A knight with his servant stopping at an abbey would have raised no ques
tions. But a knight and his lady? Noble couples most often stayed with other landed nobility, those who owned the local manor houses. It was too late now. He could not go back and secure her hat to pass for a lad. It was what it was….
He moved the tray over near the pallet and knelt down by Glenna. “Wake up,” he said quietly and touched her shoulder and said her name.
She did not respond. He shook her slightly but she slept on.
He used to awaken his sister this way: he took a finger and traced it down the bridge of her straight nose, and she wrinkled it. “Glenna, come now. Wake up, sweet…”
Nothing again.
He moved his fingertip along the soft sweet line of her lips, because he was powerless not to do so, and her mouth parted slightly. Only his sense and concern for her kept him from lowering his head to her open mouth and sipping at her sweet lips, tasting and drinking his fill of her.
“Glenna?”
“Sleep,” she said in a half moan, then she sighed and merely pulled the blankets tighter around her chin. Her face was flushed now from the heat of the fire, looking as she had that morning when he had taken advantage of her.
He did not like that he had lost control, when the point had been to teach her who held the power. He sat back on the floor, his legs bent, resting his arms casually on his knees. Lying to himself did no good.

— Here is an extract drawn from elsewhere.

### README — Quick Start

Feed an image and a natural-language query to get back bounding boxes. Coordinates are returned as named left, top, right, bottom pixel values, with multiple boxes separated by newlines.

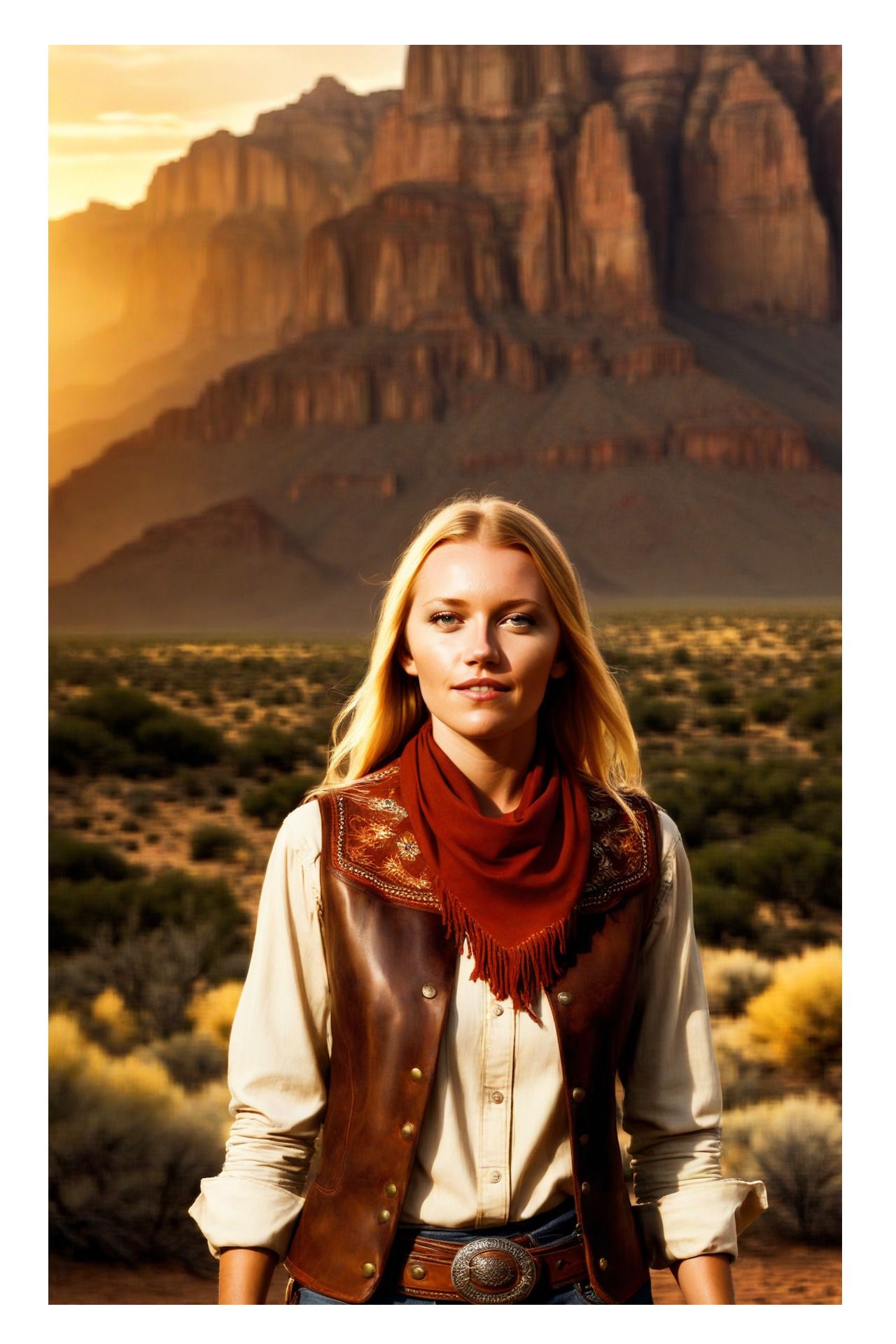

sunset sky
left=48, top=46, right=407, bottom=219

She called to him like the most dangerous of sirens--he, a man crashing into the deadly rocks. Try was he might, he could not control the powerful pull she had on him, the ebony fire he saw when he looked into her eyes, so black at times they held him captive, him unable to move for fear he would lose what passed between them in those few, oddly binding moments when he was reduced to nothing but a man starved for her, only for her.

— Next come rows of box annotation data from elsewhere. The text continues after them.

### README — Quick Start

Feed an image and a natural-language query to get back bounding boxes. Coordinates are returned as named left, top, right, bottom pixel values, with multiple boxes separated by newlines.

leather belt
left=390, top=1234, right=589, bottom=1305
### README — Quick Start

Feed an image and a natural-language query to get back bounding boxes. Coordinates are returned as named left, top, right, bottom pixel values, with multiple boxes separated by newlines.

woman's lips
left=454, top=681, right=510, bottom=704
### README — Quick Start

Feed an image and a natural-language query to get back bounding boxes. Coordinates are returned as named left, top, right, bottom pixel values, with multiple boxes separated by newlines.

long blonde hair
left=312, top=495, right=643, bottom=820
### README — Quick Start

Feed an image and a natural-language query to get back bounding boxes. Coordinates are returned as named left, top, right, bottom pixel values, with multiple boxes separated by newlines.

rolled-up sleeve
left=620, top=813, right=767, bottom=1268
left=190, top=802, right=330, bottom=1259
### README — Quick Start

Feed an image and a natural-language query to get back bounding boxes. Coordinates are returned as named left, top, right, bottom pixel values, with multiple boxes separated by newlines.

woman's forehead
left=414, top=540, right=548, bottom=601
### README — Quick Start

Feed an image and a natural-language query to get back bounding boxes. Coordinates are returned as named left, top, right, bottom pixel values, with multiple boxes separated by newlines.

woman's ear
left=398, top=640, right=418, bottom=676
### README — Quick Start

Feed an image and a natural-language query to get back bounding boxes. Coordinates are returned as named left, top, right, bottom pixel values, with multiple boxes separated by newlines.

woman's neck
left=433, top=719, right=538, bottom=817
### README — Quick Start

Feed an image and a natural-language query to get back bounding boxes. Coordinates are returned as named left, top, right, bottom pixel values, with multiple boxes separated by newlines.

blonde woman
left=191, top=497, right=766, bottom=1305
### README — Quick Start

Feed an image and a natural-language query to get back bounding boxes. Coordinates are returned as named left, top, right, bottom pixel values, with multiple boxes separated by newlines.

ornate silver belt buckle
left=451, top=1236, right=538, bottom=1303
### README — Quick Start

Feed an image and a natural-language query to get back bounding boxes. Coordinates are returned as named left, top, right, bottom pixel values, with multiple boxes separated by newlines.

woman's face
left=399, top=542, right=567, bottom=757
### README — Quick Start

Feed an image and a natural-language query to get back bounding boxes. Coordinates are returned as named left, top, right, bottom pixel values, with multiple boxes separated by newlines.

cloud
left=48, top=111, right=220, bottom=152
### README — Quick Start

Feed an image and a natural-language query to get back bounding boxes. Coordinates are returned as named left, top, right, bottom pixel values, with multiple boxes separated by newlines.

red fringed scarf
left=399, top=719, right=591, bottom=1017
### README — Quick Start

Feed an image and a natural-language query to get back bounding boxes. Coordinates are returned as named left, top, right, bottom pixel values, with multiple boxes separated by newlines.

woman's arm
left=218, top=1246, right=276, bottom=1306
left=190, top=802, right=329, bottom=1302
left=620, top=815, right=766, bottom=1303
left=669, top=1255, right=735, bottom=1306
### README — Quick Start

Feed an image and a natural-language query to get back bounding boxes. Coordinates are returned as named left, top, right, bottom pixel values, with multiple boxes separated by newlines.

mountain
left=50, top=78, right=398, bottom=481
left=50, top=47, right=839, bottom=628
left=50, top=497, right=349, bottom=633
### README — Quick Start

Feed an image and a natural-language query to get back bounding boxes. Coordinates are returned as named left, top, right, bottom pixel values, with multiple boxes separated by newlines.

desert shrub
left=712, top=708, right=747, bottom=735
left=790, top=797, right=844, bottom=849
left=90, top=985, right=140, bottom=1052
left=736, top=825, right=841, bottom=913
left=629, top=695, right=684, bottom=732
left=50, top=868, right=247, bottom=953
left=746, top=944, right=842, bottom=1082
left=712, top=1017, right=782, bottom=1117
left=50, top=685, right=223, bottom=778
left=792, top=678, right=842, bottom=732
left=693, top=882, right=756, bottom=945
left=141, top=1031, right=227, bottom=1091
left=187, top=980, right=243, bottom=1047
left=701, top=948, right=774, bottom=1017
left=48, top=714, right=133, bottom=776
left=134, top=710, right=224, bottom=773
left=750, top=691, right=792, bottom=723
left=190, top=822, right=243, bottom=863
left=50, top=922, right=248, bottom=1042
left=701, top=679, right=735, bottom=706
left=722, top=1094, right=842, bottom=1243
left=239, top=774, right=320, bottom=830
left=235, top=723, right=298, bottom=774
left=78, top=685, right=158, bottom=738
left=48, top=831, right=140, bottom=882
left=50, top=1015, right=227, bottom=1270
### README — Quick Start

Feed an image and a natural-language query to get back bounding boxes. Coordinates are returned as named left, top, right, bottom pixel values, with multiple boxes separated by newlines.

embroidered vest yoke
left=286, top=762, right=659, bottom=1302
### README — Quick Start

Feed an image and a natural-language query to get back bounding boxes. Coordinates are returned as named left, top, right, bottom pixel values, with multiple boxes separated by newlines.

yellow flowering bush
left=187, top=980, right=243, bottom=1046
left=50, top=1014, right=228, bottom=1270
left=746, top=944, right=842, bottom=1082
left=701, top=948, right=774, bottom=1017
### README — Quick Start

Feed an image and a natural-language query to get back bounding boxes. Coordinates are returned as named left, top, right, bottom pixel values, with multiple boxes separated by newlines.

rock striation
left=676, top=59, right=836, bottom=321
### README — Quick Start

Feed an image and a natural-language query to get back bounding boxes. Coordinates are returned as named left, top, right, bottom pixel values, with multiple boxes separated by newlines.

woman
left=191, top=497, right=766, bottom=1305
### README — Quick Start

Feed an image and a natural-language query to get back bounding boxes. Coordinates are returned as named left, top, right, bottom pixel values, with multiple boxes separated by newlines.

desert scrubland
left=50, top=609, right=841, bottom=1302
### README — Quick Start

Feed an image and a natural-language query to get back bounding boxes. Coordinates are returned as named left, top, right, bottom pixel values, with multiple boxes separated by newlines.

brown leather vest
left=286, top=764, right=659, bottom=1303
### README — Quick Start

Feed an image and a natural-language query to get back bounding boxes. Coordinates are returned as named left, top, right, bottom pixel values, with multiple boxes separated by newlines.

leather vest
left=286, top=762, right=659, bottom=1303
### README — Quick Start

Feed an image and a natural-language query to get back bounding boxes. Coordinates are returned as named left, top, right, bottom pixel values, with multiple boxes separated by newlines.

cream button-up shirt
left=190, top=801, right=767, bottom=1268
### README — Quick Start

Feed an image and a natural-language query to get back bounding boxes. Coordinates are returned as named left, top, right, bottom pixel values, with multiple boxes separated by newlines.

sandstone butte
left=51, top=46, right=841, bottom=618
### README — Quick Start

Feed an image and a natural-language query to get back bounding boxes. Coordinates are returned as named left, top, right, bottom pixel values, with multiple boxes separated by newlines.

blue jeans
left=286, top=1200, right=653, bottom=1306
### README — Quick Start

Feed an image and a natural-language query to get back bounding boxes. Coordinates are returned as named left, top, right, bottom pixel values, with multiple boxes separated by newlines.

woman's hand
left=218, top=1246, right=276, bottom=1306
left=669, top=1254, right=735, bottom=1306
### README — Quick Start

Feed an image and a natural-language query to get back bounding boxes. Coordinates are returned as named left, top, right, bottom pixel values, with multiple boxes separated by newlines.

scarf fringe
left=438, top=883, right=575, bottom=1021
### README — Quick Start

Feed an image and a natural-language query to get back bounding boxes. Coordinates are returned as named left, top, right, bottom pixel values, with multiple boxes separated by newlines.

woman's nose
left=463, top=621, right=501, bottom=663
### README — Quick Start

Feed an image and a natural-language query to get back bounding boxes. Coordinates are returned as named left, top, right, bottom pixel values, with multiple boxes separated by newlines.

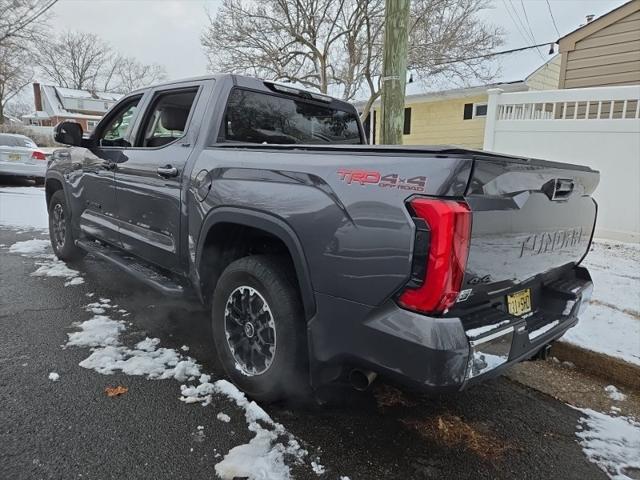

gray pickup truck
left=46, top=75, right=599, bottom=400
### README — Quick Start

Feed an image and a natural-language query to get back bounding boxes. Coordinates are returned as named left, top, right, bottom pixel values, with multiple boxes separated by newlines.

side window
left=98, top=97, right=142, bottom=147
left=136, top=88, right=198, bottom=148
left=219, top=88, right=363, bottom=144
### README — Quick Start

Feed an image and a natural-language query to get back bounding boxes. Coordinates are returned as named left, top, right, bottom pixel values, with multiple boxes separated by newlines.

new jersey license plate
left=507, top=288, right=531, bottom=317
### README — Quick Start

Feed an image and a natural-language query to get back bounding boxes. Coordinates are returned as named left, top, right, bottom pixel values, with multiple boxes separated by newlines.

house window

What was it that drew him to her without thought or reason?
Whatever it was, it was there in her very coloring, the light and dark of her, as if by merely looking at her his heart was at war.
Her beauty was not the pale, angelic comeliness of Mairi, all silver and golden and light, but a stark, almost shocking--an untouchable loveliness. Forbidden to him, this beauty of the night at its darkest penultimate moment, and stormy, like the souls of lost men who had tried and failed to live down the name of traitor.